According to the Miroslav Prokeš from the Alliance for Children’s’ Rights, Czech society still sees children more as objects rather than partners.
The minister for labour and social affairs, Jana Maláčová, is planning
to re-introduce state-subsidized crèches as of 2021.
The minister has stressed the need to address the lack of facilities for children under the age of 3.
Parents who need to place their child in a day-care facility either find so-called children’s’ groups, which are fairly expensive, or try to enrol them in kindergartens.
Under the new system children’s groups would be transformed into crèches and the state would subsidize all children under the age of 4 with a sum of 5,000 crowns a month.

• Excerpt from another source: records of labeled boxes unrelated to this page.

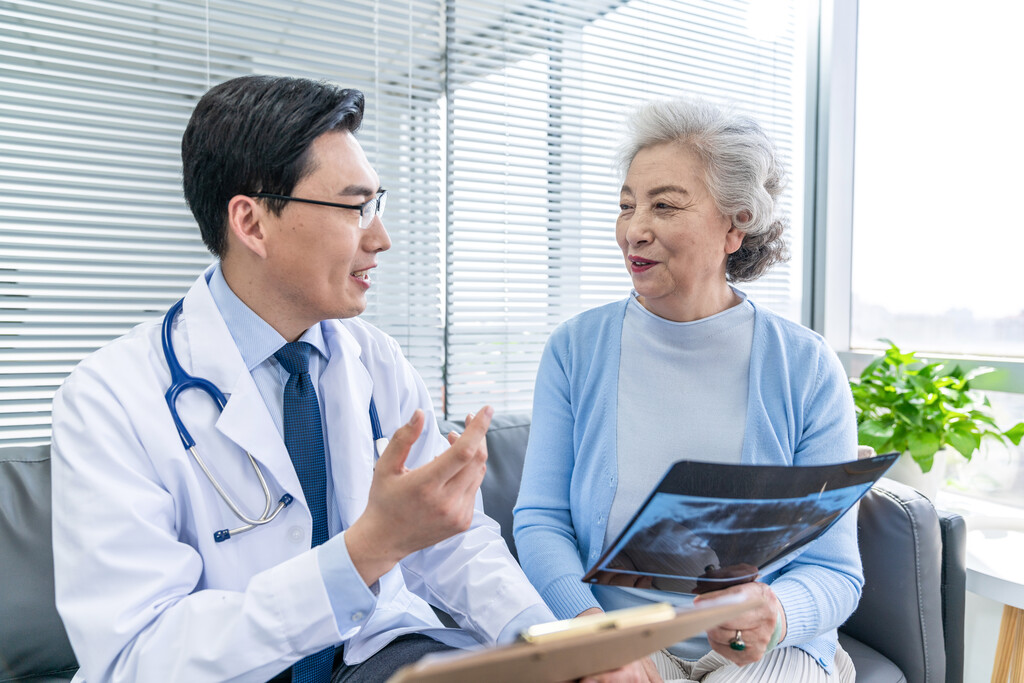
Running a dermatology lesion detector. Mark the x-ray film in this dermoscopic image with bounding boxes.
[583,453,899,594]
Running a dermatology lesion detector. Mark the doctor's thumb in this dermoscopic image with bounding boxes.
[377,410,424,472]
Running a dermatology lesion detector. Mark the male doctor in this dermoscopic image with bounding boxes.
[52,76,553,683]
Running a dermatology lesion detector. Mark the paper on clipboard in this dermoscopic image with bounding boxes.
[388,596,762,683]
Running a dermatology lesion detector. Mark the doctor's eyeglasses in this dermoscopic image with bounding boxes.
[249,189,387,230]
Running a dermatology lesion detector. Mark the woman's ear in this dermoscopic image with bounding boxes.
[227,195,267,258]
[725,209,751,254]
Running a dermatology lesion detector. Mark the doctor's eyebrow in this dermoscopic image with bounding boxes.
[338,185,382,197]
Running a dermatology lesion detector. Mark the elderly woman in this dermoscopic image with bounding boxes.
[515,99,863,683]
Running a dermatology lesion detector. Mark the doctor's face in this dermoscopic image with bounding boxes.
[264,131,391,329]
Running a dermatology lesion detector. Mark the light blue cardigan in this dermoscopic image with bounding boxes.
[514,299,864,673]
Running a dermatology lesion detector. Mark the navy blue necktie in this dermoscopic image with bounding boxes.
[273,342,334,683]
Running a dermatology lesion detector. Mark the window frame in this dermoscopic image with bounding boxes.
[804,0,1024,393]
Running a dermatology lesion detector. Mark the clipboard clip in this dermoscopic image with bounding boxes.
[518,602,677,643]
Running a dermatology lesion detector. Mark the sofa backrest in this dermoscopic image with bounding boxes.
[438,413,529,560]
[0,445,78,681]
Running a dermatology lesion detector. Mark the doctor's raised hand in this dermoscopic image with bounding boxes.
[345,405,494,585]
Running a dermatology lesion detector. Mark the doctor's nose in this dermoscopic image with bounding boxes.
[362,214,391,253]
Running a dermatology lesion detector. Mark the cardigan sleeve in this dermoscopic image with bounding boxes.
[770,340,864,645]
[513,325,598,618]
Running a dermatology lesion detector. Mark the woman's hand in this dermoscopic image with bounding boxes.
[693,582,786,667]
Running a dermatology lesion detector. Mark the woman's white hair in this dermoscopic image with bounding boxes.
[618,97,790,282]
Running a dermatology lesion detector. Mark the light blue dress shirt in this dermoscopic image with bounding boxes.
[202,264,553,643]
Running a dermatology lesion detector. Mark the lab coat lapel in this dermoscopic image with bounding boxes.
[319,321,374,525]
[182,275,304,504]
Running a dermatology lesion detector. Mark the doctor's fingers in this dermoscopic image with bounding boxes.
[375,409,424,473]
[420,407,493,485]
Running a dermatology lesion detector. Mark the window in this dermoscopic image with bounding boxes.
[850,1,1024,359]
[0,0,443,444]
[446,0,808,416]
[0,0,811,444]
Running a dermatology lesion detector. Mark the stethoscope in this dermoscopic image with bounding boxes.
[162,299,388,543]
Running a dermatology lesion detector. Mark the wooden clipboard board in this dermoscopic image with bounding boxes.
[388,599,761,683]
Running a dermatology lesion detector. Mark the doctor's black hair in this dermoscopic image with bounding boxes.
[181,76,364,257]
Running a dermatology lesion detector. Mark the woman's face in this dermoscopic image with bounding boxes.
[615,142,743,321]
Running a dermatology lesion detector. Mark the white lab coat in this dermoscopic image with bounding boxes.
[52,273,543,682]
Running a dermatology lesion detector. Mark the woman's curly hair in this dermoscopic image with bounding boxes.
[618,97,790,283]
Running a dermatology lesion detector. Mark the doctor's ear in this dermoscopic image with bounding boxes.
[227,195,267,258]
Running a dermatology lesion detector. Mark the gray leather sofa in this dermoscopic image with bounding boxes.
[0,415,966,683]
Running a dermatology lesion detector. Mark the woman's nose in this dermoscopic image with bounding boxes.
[626,215,651,245]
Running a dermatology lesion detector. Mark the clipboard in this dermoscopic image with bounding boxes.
[388,597,762,683]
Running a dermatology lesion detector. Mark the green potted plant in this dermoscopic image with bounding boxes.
[850,339,1024,497]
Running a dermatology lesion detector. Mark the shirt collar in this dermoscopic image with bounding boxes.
[208,263,331,372]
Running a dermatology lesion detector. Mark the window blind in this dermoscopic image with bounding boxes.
[0,0,443,444]
[446,0,805,417]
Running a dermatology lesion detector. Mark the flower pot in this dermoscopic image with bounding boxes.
[886,450,946,501]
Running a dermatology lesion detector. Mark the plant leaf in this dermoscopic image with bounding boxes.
[1002,422,1024,445]
[906,432,940,458]
[947,431,981,460]
[857,420,894,453]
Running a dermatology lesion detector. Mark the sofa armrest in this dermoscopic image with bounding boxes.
[841,478,950,683]
[0,445,78,681]
[938,510,967,683]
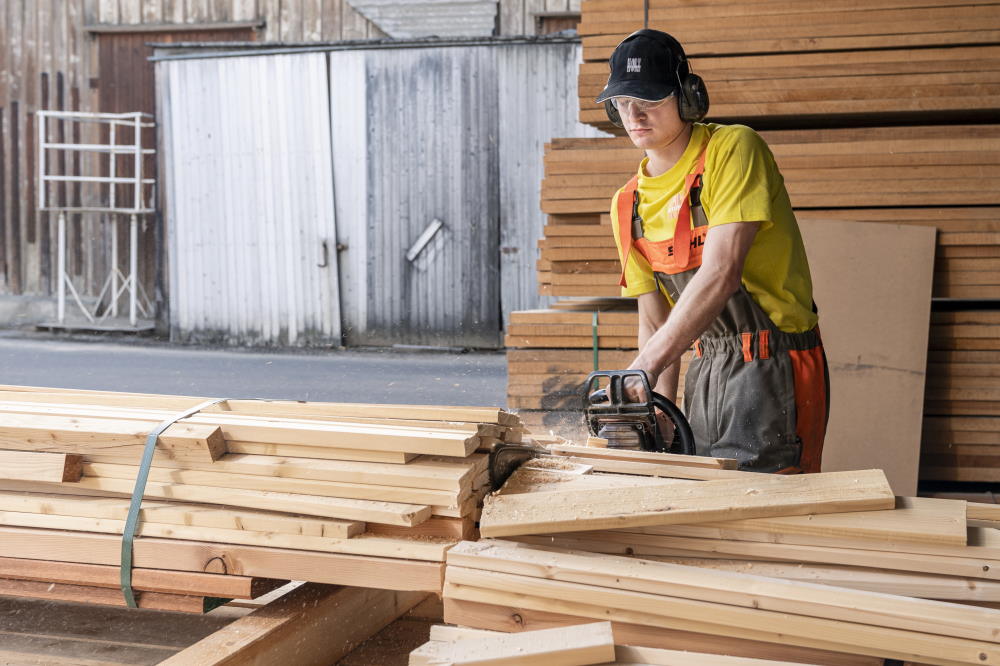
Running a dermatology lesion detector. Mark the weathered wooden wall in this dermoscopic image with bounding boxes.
[0,0,579,308]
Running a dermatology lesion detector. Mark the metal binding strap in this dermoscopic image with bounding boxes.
[121,398,227,608]
[590,310,601,372]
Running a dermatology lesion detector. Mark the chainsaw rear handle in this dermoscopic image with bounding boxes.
[587,370,695,456]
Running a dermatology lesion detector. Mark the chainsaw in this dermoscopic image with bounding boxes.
[489,370,695,490]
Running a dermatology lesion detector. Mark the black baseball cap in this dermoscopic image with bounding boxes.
[594,28,688,104]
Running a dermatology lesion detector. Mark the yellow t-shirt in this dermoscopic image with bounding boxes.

The sum paid for by the child’s parents should not exceed a third of the minimal wage (presently 4,450), Maláčová said.
Children over the age of four would be placed in kindergartens. There are currently 45,000 two-year-olds in kindergartens.
More than a half of Czech children, some 54 percent, have their own bank account. A further 41 percent say that they want to have it, while just 5 percent do not, according to a survey conducted by Bank Creditas. More than two fifths see their mobile phones as the main access point for using their bank account.
A woman with a transplanted womb has given birth to a child in the Czech
Republic for the first time. The baby, a boy, was born at Prague’s Motol
hospital at the end of last month, representatives announced on Tuesday. He
was delivered by Caesarean section in the 35th week of the pregnancy of the
mother, who is 27 years old.
Doctors said the mother would keep the transplanted womb in case she wishes to have a second child.